Delapan Belas

182 15 0
                                    


"Kamu kenapa terlambat?" tanya Nureka. Fokusnya tidak terbelah pada layar laptop. Jemarinya sibuk mengetik di atas keyboard.

Apakah semua dosen seperti ini? Sibuk dengan laptopnya, seolah benda persegi itu seperti kekasih mereka. Pasalnya, beberapa kali bertemu Nureka, Vanilia selalu menjadi orang ketiga.

Vanilia enggan menjawab cepat. Otaknya masih berkonsentrasi penuh pada lembar jawaban di depannya yang ternyata masih kosong. Ia menatap lembar jawaban dan layar proyektor yang menampilkan lima pertanyaan kuis dari Nureka secara bergantian, berharap menemukan secercah jawaban dari otaknya. Namun, belum berhasil. Bola lampu di otaknya tidak menyala. Apakah ini efek dari anggur merah yang ia minum semalam hingga membuat kepalanya konslet?

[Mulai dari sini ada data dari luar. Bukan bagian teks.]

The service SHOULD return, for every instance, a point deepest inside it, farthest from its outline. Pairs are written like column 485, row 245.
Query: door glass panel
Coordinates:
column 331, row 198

Sialnya lagi, Budi-teman seperjuangannya telah gugur dalam perang. Maksudnya di sini bukan mati, ya, tapi sudah pergi dari ruangan ini setelah mengerjakan kuis. Iya ... Vanilia menganggap ruangan ini sebagai medan perang.

Budi tu ya, mentang-mentang banget! Vanilia tahu kalau dia cukup ngerti sama materi ini, tapi setidaknya bantuin Vanilia kek sebagai balas budi. Padahal ia sering memberikan laporan praktikum miliknya kepada Budi dan disalinnya mentah-mentah.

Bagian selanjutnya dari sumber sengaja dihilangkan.